Foster started out as what we might call a dreamer. He moved from Cleveland to Los Angeles — after his dad suggested he try to start a career in music — about 10 years ago, when he was 18 years old.

He was living paycheck to paycheck and making lattes before he was hired as a house composer for a company that made commercial jingles. “It was awesome,” he says. “I could go there in the middle of the night and record songs for the band and it was great. The band wouldn't be where it is now if I hadn't worked there. It was the first job in L.A. where I stopped drowning in bills and got to make music all day long.”

One of the songs he recorded was “Pumped Up Kicks.” The band put it on their website in January 2010; a month later NylonTV used it in their coverage of Fashion Week. In early March, the BBC made “Pumped Up Kicks” available for download in time for SXSW, and in May, the track was praised in The Guardian. It was at around this point that Foster the People was signed to Columbia — as the Buzzbands L.A. blog reported in early June 2010 — and that's when the song really started to “go viral,” as Foster says.

That was something he didn't expect, since it was a kind of a downer song about gun violence. It's got a strange, almost melancholic undertone underneath an earworm-y hook that just won't stop. And although it's an easy sing-along, it's really about a kid warning everyone to “run run run/Outrun my bullet.”

“I've written so many songs that are hopeful — songs that are, like, about an old man that gives all his possessions away because he wants to help people. I wrote 'Pumped Up Kicks' just to tell a different type of story,” he says. “Initially, I was pretty freaked out because the song is powerful. It's like an anthem. It's a sing-along, but it's dark.

“I was definitely afraid that some 13-year-old would relate to that and flip out but … I don't have control over that. I wrote the song and it's art.
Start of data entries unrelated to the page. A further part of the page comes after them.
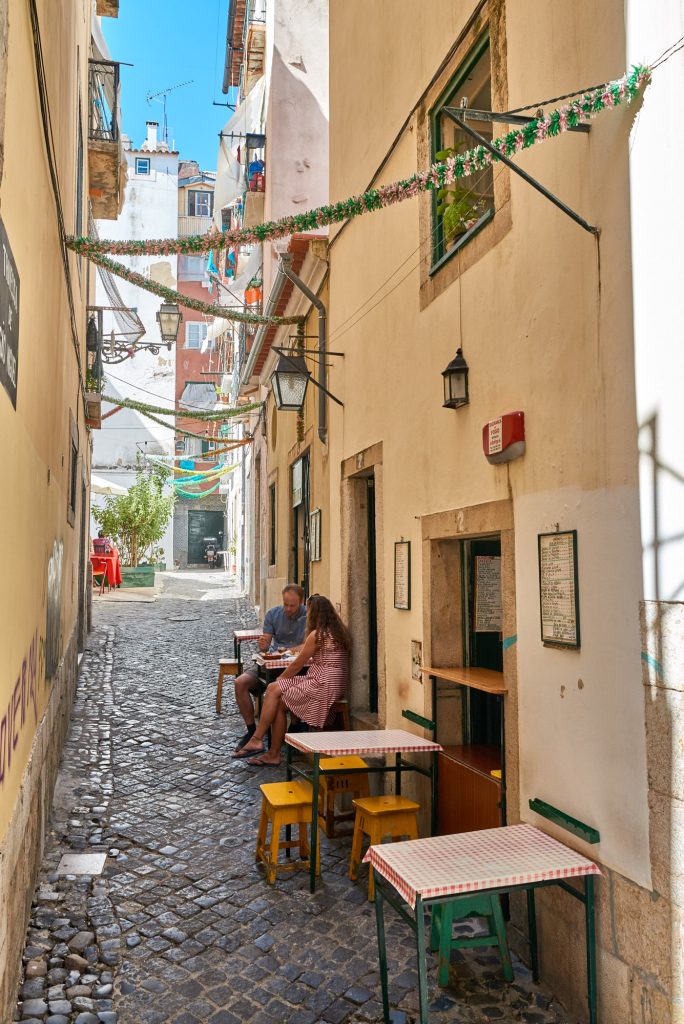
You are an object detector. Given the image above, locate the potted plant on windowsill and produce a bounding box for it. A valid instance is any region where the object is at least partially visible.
[435,146,489,251]
[92,460,174,587]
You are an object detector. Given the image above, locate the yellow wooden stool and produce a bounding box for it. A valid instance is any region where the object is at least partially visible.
[318,757,371,839]
[254,781,320,885]
[349,795,421,902]
[216,657,238,715]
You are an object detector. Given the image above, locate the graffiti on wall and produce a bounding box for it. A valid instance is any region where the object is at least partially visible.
[0,630,42,785]
[45,541,65,679]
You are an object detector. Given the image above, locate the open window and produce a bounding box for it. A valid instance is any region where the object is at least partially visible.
[431,36,495,270]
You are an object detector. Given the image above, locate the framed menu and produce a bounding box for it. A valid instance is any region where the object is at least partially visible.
[538,529,580,648]
[394,541,411,611]
[473,555,504,633]
[309,509,320,562]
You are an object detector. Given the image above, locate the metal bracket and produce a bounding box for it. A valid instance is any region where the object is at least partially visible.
[442,106,599,234]
[271,345,344,408]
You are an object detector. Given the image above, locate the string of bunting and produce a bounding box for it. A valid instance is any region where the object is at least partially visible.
[86,250,303,326]
[67,65,651,268]
[102,394,261,426]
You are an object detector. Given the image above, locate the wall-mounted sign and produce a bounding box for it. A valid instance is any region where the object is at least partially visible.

Art is observing society around you, representing it through your eyes.”

Currently, the official version, made available on YouTube by Sony Music, has about 4.3 million views. Compared with Lady Gaga's “Born This Way,” which has 62.3 million views, it doesn't seem so impressive. But alongside the kinds of bands that normally would have played the indie-size venues where Foster the People started — say, “T.O.R.N.A.D.O.,” a 2010 single from fellow Columbia band Go! Team, with only 149,900 views — it seems a little more significant.

In a world where more than 75 percent of the 13 million songs available online never sell a copy, “Pumped Up Kicks” sold more than 200,000.
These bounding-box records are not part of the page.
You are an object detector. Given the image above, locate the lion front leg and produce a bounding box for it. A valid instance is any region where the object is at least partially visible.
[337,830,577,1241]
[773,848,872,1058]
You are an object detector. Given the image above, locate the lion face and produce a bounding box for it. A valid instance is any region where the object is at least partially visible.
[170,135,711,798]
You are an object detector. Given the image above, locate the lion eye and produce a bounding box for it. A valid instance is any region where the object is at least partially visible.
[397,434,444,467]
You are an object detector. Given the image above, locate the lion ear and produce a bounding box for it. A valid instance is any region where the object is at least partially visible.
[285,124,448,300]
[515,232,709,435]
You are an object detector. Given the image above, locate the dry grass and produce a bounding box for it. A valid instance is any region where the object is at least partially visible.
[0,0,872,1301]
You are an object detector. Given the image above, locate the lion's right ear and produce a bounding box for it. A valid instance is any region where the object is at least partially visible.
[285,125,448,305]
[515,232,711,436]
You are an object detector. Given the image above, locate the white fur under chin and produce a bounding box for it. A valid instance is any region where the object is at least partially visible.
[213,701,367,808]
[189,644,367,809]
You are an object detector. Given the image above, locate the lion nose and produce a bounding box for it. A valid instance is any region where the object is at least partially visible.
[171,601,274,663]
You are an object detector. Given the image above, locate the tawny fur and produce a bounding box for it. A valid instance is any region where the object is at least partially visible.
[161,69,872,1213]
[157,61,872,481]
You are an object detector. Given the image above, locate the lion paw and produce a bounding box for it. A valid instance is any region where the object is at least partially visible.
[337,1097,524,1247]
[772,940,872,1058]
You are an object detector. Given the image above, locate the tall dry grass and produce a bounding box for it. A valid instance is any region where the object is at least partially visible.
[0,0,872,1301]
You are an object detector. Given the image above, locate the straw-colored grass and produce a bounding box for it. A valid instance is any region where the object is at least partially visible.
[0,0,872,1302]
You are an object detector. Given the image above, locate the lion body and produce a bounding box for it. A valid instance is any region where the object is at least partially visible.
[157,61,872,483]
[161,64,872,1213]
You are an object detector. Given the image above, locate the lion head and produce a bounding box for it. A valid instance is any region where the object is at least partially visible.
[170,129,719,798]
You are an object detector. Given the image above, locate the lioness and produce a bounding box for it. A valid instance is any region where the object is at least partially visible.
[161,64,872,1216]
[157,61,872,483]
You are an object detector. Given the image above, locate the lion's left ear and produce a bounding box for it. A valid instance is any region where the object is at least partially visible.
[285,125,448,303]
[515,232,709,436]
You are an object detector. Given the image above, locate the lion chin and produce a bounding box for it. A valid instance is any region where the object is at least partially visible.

Even though I saw it happen, I couldn't quite tell you exactly why. But Foster can — or at least he can tell you what he's really trying to do.

“I've been on a journey,” Foster says. “I think seven years ago I started to want to write the perfect pop song — like I wanted to figure it out, and I started chasing that. Really I just wanted to conquer the pop song. I realized probably when I was, like, 20 years old that the hardest thing to do is to write a pop song — not like a candy pop throwaway pop song. A timeless pop song is the hardest thing to do as a songwriter.”

Goldenvoice presents Foster the People with Garden and Villa on Thurs., July 7, and Fri., July 8, at El Rey Theatre, 5515 Wilshire Blvd.; 8 p.m. Sold out. All ages.